The office of the Governor
- The makers of the Constitution of India did not anticipate that the office of the Governor, meant to “preserve, protect and defend the Constitution and the law”, would metamorphose into the most controversial constitutional office rendering the constitutional praxis rugged.
- Article 131 of draft Constitution provided for an elected Governor or a Governor appointed by President from a panel of four candidates elected by Legislative Assembly.
- After elaborate deliberations, the Assembly voted for a nomination provision which rules out any role for the Legislative Assembly.
- The Sarkaria Commission recommended that the appointee should be someone from outside the respective State so that he would not have any personal interest to protect.
- The Commission condemned the practice of Governors venturing further into active politics as well as ascending to other offices after the completion of their term.
- However, conflict still arises when Governors turn vocal in public against elected leaders, who respond with equal vehemence, taking the relation to a new low
Politics till the Bommai verdict
- The President’s Rule was imposed in States over a 100 times prior to 1994.
- But after Supreme Court’s judgment in S. R. Bommai case, rampant practices of imposing President’s rule came to an end as the SC declared that the imposition of President’s Rule shall be confined only to the breakdown of constitutional machinery.
The Sarkaria Vision
- The S. R. Bommai judgment passed by SC extensively quoted from the commission on Centre-State Relations constituted by Central Government in 1983.
- The three-member commission headed by R. S. Sarkaria remains till date the bedrock of any inquiry into the relations between the Centre and State.
- The Commission sought to reinfuse the spirit of co-operative federalism in Indian politics.

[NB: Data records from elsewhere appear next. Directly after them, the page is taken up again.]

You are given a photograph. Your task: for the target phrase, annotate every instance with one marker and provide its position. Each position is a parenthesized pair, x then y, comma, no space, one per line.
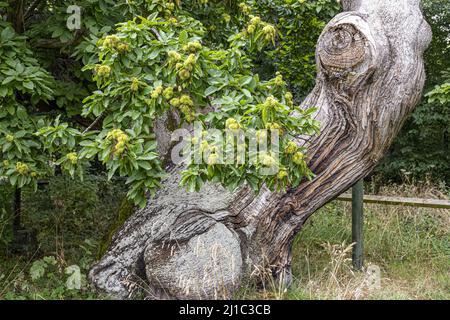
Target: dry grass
(407,252)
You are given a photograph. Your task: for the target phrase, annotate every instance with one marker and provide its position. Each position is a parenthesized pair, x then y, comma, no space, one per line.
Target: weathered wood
(357,224)
(203,245)
(411,202)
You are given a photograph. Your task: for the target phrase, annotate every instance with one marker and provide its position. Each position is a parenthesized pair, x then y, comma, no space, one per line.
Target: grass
(407,256)
(408,248)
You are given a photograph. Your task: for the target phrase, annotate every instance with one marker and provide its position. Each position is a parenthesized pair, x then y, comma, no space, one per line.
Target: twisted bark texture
(203,245)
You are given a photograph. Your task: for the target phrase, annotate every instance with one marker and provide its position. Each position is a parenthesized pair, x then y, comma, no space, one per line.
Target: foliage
(69,219)
(300,24)
(422,149)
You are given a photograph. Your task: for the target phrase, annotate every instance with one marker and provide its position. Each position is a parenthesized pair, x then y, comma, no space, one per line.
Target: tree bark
(204,245)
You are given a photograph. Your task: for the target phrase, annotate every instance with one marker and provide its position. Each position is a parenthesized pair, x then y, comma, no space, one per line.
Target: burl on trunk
(204,245)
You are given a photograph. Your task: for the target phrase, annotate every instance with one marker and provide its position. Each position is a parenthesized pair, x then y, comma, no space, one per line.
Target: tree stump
(204,245)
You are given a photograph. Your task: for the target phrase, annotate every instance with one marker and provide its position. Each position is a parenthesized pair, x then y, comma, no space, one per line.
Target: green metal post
(357,224)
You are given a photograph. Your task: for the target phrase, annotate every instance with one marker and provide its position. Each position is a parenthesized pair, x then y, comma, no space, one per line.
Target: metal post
(357,224)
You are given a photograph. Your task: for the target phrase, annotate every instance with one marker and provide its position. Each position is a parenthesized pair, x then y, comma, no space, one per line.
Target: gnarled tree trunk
(203,245)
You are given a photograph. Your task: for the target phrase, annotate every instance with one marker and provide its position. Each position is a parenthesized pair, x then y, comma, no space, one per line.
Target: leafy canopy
(77,100)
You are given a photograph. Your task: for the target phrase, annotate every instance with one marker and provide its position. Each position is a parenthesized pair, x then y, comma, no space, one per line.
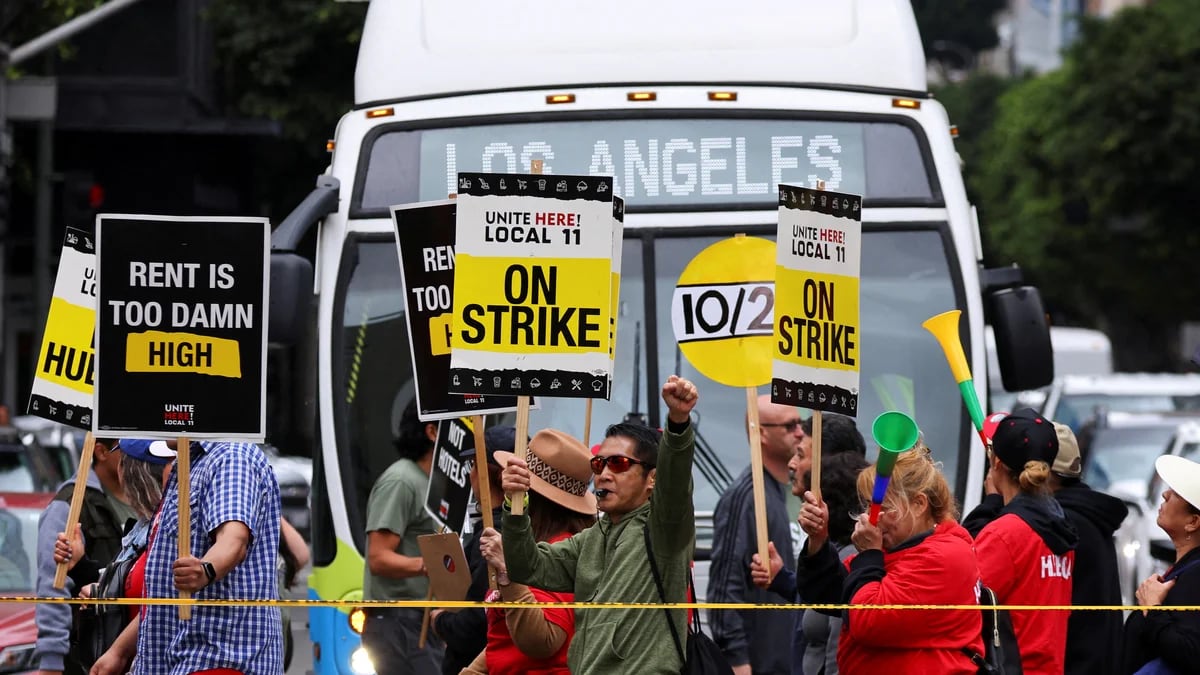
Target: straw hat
(561,467)
(1182,476)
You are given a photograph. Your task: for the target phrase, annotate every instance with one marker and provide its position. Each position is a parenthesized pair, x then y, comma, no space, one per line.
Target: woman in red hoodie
(918,554)
(1027,554)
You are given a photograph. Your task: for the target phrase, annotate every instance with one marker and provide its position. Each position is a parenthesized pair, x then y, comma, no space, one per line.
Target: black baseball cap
(1025,436)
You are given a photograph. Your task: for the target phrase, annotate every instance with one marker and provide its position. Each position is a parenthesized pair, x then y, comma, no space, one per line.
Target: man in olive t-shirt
(394,567)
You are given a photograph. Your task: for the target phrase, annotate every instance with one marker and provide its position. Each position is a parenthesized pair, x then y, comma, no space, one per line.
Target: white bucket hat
(1182,476)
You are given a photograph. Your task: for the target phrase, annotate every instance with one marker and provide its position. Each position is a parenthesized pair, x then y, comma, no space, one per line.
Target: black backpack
(99,626)
(702,656)
(1001,655)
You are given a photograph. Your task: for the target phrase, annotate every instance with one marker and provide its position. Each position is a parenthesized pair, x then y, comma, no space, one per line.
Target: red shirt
(940,569)
(135,583)
(1021,569)
(504,657)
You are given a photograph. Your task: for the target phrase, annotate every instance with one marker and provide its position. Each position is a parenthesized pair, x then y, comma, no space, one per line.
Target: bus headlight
(360,662)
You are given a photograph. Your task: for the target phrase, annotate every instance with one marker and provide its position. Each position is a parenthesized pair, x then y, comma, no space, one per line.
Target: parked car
(18,573)
(1075,399)
(25,466)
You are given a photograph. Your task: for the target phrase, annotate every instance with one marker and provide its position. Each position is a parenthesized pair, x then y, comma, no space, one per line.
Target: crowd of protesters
(616,525)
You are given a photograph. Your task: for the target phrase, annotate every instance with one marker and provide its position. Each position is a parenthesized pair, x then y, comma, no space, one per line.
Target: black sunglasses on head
(618,464)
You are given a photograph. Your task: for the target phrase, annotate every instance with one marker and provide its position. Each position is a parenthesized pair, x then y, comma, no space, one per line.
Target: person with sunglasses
(749,639)
(643,491)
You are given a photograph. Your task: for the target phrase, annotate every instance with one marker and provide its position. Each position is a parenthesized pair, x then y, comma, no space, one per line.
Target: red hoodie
(1015,562)
(939,569)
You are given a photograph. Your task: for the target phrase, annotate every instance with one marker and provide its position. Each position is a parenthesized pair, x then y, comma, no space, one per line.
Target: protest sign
(63,382)
(721,311)
(532,285)
(180,334)
(449,489)
(819,245)
(425,239)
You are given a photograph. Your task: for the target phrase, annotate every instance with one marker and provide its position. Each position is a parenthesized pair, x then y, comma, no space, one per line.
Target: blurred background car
(18,569)
(1077,399)
(294,476)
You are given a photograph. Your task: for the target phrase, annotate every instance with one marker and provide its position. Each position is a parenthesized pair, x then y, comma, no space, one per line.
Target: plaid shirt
(229,482)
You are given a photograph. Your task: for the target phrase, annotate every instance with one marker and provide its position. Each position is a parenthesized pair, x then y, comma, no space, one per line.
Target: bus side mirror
(291,298)
(1023,338)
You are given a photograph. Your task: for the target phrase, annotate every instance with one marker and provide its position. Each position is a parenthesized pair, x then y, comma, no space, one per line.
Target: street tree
(1090,173)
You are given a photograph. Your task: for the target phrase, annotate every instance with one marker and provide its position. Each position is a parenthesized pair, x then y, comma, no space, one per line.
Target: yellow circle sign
(724,311)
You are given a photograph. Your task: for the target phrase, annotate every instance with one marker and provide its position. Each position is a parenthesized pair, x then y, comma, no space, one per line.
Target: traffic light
(82,198)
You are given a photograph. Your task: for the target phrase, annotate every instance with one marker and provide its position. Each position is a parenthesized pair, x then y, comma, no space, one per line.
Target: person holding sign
(235,539)
(643,490)
(103,515)
(535,640)
(395,569)
(465,632)
(918,554)
(750,638)
(1027,554)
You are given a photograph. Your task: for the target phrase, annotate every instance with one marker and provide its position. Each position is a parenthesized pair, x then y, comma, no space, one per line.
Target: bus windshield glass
(906,274)
(660,163)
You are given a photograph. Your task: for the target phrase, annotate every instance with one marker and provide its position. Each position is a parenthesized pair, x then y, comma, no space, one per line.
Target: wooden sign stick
(815,472)
(81,489)
(183,473)
(587,425)
(485,485)
(522,447)
(760,487)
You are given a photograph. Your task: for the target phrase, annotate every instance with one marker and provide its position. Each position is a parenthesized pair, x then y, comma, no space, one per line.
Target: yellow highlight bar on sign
(156,351)
(439,334)
(66,357)
(532,305)
(817,320)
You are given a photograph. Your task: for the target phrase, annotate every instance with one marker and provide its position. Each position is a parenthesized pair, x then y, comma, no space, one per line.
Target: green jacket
(607,563)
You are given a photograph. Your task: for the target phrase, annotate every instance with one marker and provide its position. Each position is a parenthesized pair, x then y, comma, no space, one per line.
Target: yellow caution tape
(466,604)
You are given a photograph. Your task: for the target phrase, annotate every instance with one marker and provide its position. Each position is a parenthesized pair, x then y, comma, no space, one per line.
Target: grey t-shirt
(397,505)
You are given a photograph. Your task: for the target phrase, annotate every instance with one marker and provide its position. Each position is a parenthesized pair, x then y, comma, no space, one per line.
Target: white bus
(699,108)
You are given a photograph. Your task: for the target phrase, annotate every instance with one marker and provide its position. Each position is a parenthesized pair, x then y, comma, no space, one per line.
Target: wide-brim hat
(561,470)
(1182,476)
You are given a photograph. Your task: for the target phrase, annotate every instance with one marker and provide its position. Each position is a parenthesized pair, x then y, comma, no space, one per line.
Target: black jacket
(1170,635)
(1093,638)
(465,632)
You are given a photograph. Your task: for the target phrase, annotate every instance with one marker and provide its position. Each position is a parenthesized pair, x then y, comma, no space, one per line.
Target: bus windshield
(669,163)
(906,275)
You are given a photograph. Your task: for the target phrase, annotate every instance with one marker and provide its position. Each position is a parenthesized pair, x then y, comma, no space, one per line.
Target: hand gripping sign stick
(522,423)
(895,432)
(946,328)
(485,488)
(183,473)
(81,489)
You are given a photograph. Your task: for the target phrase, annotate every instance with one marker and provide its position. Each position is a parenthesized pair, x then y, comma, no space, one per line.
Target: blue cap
(145,449)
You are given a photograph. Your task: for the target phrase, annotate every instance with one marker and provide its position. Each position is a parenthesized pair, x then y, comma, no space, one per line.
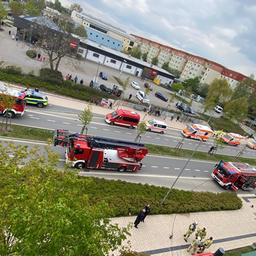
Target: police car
(34,97)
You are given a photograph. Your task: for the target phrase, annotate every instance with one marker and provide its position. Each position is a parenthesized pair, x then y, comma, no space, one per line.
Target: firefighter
(201,233)
(196,243)
(191,229)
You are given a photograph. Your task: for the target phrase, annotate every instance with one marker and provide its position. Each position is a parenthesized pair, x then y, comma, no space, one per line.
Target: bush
(12,70)
(31,54)
(48,75)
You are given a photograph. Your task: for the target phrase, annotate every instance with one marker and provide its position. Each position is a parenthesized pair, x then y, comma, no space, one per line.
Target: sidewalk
(229,229)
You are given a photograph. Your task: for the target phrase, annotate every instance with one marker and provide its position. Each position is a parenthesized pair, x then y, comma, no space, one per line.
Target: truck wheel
(80,165)
(122,169)
(40,105)
(9,114)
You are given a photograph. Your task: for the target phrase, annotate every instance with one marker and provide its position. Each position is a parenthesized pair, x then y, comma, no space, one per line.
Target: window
(96,55)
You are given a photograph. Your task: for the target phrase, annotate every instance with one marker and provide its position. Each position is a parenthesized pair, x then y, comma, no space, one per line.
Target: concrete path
(229,229)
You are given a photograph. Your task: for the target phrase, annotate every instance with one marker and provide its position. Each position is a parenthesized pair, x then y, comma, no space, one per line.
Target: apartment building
(103,33)
(189,65)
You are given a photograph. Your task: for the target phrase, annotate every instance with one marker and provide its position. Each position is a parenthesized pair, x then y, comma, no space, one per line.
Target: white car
(135,85)
(140,95)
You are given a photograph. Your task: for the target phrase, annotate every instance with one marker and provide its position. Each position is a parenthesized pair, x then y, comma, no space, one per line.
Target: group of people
(75,79)
(200,242)
(142,215)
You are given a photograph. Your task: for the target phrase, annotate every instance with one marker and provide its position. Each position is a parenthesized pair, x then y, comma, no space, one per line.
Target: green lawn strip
(239,251)
(24,132)
(185,153)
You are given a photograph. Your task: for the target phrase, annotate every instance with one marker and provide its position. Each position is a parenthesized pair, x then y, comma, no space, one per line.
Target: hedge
(66,88)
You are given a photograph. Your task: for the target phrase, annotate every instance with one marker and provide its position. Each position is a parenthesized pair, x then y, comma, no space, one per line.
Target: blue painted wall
(103,39)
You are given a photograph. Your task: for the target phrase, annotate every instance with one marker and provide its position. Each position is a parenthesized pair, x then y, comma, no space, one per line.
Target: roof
(128,112)
(43,21)
(241,167)
(202,127)
(4,89)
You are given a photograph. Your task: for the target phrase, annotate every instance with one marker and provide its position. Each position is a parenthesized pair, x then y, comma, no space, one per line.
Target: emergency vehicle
(123,117)
(234,175)
(19,105)
(232,139)
(197,131)
(91,152)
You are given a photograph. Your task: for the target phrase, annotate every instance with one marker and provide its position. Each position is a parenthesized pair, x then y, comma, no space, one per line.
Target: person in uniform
(191,230)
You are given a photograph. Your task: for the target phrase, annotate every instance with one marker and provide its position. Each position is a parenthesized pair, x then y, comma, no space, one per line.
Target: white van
(218,109)
(156,126)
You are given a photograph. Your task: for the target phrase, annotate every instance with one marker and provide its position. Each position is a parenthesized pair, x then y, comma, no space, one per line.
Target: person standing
(139,218)
(147,211)
(191,230)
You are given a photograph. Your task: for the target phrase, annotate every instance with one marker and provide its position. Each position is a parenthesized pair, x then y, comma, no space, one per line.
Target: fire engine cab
(233,175)
(91,152)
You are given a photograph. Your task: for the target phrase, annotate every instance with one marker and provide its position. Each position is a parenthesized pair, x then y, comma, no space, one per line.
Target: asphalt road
(55,117)
(156,170)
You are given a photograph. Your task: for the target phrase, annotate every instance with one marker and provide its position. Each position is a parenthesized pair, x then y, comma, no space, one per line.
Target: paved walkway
(230,229)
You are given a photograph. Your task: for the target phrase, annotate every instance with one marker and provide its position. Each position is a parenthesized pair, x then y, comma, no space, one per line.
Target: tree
(219,91)
(7,102)
(34,7)
(141,129)
(3,12)
(85,117)
(136,52)
(17,8)
(55,44)
(47,211)
(154,61)
(76,7)
(145,56)
(237,109)
(80,31)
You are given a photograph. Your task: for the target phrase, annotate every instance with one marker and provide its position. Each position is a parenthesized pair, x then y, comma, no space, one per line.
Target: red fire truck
(233,175)
(91,152)
(19,105)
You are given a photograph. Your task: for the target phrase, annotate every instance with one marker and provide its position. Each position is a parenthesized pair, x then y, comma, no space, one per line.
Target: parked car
(103,75)
(218,109)
(140,95)
(34,97)
(149,86)
(135,85)
(185,108)
(160,96)
(251,143)
(104,88)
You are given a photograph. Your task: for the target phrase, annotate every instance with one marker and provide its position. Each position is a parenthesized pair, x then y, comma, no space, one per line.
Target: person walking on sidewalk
(191,230)
(205,244)
(201,233)
(196,243)
(147,211)
(139,218)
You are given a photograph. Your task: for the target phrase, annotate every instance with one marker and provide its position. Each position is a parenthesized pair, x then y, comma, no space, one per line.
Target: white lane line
(33,117)
(93,173)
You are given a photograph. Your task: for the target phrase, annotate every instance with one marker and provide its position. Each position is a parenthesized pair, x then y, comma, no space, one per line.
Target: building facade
(103,33)
(189,65)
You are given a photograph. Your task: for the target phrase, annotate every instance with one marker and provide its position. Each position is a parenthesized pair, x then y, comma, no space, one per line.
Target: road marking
(94,173)
(33,117)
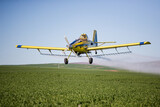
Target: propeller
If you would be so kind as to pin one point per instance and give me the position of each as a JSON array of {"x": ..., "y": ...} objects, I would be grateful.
[{"x": 68, "y": 46}]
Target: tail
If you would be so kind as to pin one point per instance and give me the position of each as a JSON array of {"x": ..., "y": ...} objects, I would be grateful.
[{"x": 95, "y": 37}]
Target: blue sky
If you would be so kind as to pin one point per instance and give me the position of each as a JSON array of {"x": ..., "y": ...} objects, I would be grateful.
[{"x": 45, "y": 22}]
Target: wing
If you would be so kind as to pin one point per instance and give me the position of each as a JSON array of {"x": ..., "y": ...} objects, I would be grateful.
[
  {"x": 118, "y": 46},
  {"x": 40, "y": 47}
]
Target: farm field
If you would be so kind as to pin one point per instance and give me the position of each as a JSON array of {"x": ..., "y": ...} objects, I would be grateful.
[{"x": 76, "y": 85}]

- It tried to restore dignity to the Raj Bhavan by focusing more on the appointee who shall be an eminent person in some walk of life, someone outside the respective State so that he would not have any personal interest to protect.
- First ARC (1966) in its report on “Centre-State Relationships” had recommended strongly that once the Governor completes his term of five years, he shall not be made eligible for further appointment as Governor.
- The National Commission (2000) also reiterated the view of the Sarkaria Commission regarding the appointment of Governor.
- It said that if the Bill is reserved for consideration of the President, there should be a time-limit, desirably of three months, within which the President should take a decision whether to accord his assent or to direct the Governor to return it to the State Legislature or to seek the advisory opinion of the Supreme Court.
The Punchhi Commission
- The Punchhi Commission on Centre-State relations (2007) was constituted to enquire into Centre-State Relations taking into account the changes since Sarkaria Commission submitted its report in 1988.
- The Commision could not appreciate the practice of Governors being called back when regime changed.
- A constitution bench of the SC in the B. P. Singhal Case (2010) declared that a change in power at the Centre cannot be grounds to recall governor and hence such actions are judicially reviewable.
- While Sarkaria Commission recommended that Governor’s tenure of five years can only be occasionally cut short, Punchhi Commission recommended that Governor shall have fixed tenure so that they wouldn’t hold office under pleasure of the Central government.
- It proposed an amendment to Article 156 so that there would be a procedure to remove the Governor from office.
- Governors shall not be overburdened with the task of running universities by virtue of them being made Chancellors under the State University Acts.
- Complying with the norms and conventions advocated by the Sarkaria & Punchhi commission will go a long way in rediscovering the constitutional equilibrium.
The core of discontent
- SC must be credited for having tackled the issue from the landmark S. R. Bommai (1994) , Rameshwar Prasad (Bihar Assembly Dissolution Case of 2006) and Nabam Rebia (Arunachal Assembly Case of 2016) by which the possibility of gross high handedness is either eliminated or reduced to the time taken for judicial review.
- Arbitrary imposition of President’s Rule and dissolution of Legislative Assembly on partisan grounds are becoming occasional.
- However, conflict arises over issues which are non-critical but have the potential to upset harmonious administrative balance at the state level.
- When Governors turn vocal in public, the local leaders who carry electoral mandate respond with equal vehemence, taking the relation to a new low.
- Unless the practice of Governors making critical appraisals of their own council of ministers in public glare is brought to a halt, the situation in the states where an opposition party is in power would remain unhealthy.
- Recommendation of Sarkaria Commission that the governor appointee shall be a detached outsider and a person of eminence in some walks of life.
- To add to the Sarkaria commission, the paradox of an apolitical President and political Governor needs to be reconciled, sooner than later.